Du lisible au visible

« Vers une littérature des lieux » de Barry Lopez

Martin Paquot | 31 août 2021

Introduction

Depuis quelques décennies, une nature writing ou « littératures des lieux » se revendique comme un genre à part entière en Amérique du Nord et au-delà. Les éditions Wildproject traduisent et rassemblent ici trois textes du nature writer Barry Lopez – l’auteur voyageur de Rêves arctiques et Of wolves and men – décédé en décembre 2020 : une conférence de 1990 sur « La redécouverte de l’Amérique », une autre de 1996 intitulée « Une littérature des lieux » – qui aurait toute sa place dans Topophile – et un entretien de 2007 avec Oren Lyons, leader amérindien et gardien de la foi du clan de la Tortue.

« Le véritable sujet du nature writing n’est pas, écrit Barry Lopez, la nature, mais l’évolution structurelle des communautés qui ont été coupées de la nature, en général à cause du développement économique moderne. » Autrement dit l’histoire de l’Amérique – comme de toute colonisation – est une source potentielle d’inspiration inépuisable pour une littérature des lieux. Dès sa redécouverte par Christophe Colomb, le territoire américain fut l’objet d’une « exploitation sans foi ni loi ». Les conquistadors et les colons, mus par une soif de richesses qu’ils pensaient dues, ont balayé les communautés existantes et considérés la terre exclusivement en possesseurs. Barry Lopez leur oppose un autre rapport au lieu en mettant en avant le terme espagnol querencia, « un lieu où nous savons exactement ce que nous sommes » et nous invite à « devenir vulnérable à un lieu » afin de construire une intimité entre lui et nous.

« Le véritable sujet du nature writing n’est pas la nature, mais l’évolution structurelle des communautés qui ont été coupées de la nature, en général à cause du développement économique moderne. »

Barry Lopez

S’il n’y a plus de terra incognita, l’exploitation et la domination de la terre ne perdurent pas moins. Il nous faut alors (re)découvrir la Terre, l’approcher comme nous le ferions d’une personne. « Si vous connaissez intimement un lieu, si vous connaissez son histoire, et que vous engagez une conversation éthique avec lui, l’implication est la suivante : le lieu sait que vous êtes ici. Il vous sent. Vous ne serez ni oublié, ni isolé, ni abandonné. » De ce sentiment d’appartenance, nous créerons par la force de l’imagination humaine des histoires qui nous donnerons un sentiment d’espoir. « Nous nous maintenons en vie mutuellement grâce à nos histoires. Nous avons besoin de les partager autant que la nourriture. Nous avons aussi besoin de bons compagnons. L’une des choses les plus extraordinaires avec la terre est qu’elle sait cela, et qu’elle force le langage en certains d’entre nous, de sorte que nous puissions collectivement en parler. » La littérature naît du lieu, de la relation intime, affective, réciproque que chaque être établi avec un lieu, bref de notre topophilie – quoique Barry Lopez n’emploie pas ce mot. Et avec cette littérature des lieux naît l’espoir d’un autre rapport à la Terre – pour soi et les autres –, un rapport non de pouvoir mais de philia.

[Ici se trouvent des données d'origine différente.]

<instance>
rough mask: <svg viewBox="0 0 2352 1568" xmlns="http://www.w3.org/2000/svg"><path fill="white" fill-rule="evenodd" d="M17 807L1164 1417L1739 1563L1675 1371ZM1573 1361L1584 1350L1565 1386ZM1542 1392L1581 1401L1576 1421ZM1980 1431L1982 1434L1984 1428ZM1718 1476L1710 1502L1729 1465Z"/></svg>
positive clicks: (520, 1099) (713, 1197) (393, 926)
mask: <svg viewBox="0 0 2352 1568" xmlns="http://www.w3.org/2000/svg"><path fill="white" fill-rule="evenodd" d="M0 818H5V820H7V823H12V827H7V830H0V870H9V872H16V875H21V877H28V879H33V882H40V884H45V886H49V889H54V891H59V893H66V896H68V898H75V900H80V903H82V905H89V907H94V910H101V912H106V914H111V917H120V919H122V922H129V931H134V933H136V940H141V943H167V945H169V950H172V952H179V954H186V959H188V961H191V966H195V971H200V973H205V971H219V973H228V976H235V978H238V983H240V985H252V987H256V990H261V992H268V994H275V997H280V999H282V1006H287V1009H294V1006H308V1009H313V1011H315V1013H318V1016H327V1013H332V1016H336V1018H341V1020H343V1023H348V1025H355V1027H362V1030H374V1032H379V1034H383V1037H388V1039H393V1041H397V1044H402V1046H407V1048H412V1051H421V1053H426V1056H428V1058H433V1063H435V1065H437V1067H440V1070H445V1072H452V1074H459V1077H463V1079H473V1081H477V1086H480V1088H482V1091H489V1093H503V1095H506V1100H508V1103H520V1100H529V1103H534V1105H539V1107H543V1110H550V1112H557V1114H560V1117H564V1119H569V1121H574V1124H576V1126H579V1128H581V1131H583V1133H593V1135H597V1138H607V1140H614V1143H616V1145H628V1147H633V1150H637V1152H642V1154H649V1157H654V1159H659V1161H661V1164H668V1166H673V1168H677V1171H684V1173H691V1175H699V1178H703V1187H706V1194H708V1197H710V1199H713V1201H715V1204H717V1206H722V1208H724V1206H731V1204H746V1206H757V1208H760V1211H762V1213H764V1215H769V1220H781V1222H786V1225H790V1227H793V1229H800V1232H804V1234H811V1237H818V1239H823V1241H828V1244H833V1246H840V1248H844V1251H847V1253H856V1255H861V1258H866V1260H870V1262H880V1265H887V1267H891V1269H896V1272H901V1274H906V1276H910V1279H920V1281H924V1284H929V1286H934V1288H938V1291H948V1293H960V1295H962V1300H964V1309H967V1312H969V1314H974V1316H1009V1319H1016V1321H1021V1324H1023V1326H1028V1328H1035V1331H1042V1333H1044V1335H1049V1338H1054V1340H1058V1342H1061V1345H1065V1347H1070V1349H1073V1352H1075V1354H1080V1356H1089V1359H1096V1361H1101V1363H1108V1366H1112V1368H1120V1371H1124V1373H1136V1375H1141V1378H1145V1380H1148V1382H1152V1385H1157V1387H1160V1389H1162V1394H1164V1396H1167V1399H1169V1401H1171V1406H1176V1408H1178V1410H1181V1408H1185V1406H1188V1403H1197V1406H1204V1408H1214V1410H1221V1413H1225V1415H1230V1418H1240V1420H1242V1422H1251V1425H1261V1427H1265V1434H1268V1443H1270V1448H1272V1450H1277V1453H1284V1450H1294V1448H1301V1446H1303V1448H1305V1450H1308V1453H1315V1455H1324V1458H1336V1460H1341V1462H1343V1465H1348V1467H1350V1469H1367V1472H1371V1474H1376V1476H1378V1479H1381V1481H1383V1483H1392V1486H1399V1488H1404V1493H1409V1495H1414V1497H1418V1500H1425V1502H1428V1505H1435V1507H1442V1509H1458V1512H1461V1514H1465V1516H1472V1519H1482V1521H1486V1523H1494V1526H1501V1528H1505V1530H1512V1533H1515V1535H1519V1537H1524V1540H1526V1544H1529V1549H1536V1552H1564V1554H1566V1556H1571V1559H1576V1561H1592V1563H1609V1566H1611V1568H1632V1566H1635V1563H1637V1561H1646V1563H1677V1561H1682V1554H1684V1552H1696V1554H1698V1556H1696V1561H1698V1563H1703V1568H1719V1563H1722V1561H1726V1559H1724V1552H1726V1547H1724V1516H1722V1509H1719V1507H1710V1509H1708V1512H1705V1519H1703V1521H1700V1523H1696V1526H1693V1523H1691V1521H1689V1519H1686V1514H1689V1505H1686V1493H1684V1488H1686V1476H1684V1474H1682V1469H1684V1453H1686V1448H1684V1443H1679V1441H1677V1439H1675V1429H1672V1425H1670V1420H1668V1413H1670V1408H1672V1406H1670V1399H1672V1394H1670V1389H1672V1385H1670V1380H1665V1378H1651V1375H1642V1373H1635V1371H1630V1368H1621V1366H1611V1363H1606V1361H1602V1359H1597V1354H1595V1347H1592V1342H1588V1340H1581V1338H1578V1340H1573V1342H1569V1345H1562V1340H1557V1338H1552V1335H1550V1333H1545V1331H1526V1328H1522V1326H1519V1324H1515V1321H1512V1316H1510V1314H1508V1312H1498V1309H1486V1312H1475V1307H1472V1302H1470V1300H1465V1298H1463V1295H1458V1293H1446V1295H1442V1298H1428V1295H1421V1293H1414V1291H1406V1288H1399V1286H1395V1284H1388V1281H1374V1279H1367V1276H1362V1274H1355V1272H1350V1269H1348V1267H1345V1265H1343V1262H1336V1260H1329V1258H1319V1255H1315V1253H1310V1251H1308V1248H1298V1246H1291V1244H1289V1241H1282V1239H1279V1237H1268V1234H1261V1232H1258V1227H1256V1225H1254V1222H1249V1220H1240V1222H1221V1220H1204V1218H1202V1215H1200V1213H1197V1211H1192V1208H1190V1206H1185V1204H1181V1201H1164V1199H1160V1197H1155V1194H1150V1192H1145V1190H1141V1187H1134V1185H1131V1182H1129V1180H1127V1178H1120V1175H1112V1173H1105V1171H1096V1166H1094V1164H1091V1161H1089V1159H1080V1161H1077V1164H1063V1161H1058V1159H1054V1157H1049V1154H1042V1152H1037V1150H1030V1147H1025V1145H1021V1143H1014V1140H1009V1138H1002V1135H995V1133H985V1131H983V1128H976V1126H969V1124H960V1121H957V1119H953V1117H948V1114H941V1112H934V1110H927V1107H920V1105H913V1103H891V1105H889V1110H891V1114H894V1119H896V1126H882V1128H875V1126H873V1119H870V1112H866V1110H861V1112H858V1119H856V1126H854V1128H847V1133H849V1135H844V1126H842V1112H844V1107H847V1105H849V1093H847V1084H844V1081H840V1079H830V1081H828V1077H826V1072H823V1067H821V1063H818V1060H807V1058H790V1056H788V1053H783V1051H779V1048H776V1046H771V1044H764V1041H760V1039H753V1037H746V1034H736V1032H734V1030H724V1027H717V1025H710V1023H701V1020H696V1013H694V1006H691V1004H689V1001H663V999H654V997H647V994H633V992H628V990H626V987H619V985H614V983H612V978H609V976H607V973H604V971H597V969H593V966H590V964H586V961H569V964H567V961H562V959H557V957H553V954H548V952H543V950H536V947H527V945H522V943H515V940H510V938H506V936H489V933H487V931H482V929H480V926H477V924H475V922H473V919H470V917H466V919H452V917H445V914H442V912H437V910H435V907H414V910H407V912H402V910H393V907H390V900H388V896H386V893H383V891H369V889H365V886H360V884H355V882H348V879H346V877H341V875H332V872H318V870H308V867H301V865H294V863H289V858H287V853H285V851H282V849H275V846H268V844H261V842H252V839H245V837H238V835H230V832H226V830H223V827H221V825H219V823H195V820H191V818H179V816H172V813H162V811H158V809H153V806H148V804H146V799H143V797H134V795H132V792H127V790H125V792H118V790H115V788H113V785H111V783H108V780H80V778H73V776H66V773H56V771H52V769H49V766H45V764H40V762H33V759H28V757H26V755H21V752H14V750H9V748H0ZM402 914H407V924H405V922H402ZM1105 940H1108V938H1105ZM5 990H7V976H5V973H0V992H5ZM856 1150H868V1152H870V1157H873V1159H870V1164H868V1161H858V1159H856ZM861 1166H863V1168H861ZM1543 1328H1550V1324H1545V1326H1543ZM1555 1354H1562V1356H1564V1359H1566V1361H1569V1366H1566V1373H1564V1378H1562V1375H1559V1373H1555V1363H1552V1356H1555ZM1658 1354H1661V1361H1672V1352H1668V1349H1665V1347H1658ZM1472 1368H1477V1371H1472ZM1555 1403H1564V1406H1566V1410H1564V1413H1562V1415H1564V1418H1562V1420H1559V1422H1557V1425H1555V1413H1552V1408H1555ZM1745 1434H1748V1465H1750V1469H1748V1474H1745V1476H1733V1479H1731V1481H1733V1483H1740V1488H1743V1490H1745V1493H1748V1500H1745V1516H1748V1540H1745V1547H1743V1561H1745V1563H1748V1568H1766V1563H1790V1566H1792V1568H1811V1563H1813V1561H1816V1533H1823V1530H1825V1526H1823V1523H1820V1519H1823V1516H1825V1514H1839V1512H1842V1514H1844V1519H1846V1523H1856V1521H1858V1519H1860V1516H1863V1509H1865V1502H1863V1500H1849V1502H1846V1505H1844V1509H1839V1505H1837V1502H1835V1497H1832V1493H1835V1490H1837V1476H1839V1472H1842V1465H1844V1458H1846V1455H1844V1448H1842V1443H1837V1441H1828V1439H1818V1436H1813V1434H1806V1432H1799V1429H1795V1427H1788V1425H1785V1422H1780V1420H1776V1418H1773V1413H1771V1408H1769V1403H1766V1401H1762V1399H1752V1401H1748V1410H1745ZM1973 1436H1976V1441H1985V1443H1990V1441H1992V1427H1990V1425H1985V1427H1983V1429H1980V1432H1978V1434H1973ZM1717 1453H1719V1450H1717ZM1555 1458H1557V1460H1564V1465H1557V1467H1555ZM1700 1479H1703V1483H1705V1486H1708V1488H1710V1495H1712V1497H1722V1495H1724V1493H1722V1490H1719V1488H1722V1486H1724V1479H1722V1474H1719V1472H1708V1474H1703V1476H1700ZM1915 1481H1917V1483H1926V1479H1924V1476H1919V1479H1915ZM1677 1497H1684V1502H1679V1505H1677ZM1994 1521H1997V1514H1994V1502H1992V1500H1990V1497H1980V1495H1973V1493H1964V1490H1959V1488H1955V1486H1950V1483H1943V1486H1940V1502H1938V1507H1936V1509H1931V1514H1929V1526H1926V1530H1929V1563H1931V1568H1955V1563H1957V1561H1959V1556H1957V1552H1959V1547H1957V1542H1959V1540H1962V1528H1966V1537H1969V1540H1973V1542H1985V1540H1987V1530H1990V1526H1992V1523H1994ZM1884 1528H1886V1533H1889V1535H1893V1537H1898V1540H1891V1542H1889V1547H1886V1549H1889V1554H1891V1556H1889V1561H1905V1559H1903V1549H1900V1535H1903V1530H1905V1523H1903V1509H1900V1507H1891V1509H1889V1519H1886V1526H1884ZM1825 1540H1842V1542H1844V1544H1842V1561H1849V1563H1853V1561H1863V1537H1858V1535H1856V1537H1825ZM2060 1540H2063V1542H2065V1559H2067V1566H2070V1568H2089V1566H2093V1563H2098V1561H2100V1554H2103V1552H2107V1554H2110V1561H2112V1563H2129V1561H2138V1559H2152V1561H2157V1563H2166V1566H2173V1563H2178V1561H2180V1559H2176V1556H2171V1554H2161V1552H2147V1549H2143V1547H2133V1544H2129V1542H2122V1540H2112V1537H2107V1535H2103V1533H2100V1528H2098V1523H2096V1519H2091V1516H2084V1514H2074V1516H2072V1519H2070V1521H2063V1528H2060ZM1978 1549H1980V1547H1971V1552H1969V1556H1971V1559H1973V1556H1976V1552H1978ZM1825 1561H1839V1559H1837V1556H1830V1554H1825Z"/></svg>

Trouvons chacun notre chez-soi, trouvons ce lieu où nous assumerons enfin nos « responsabilités d’adultes envers la communauté humaine ».

Barry Lopez, Réécrire l’Amérique. Vers une littérature des lieux, traductions de Baptiste Lanaspeze, Gayané Zavatto et Martin Schaffner, « Petite bibliothèque d’écologie populaire », Wildproject, 2020, 86 pages, 10 euros.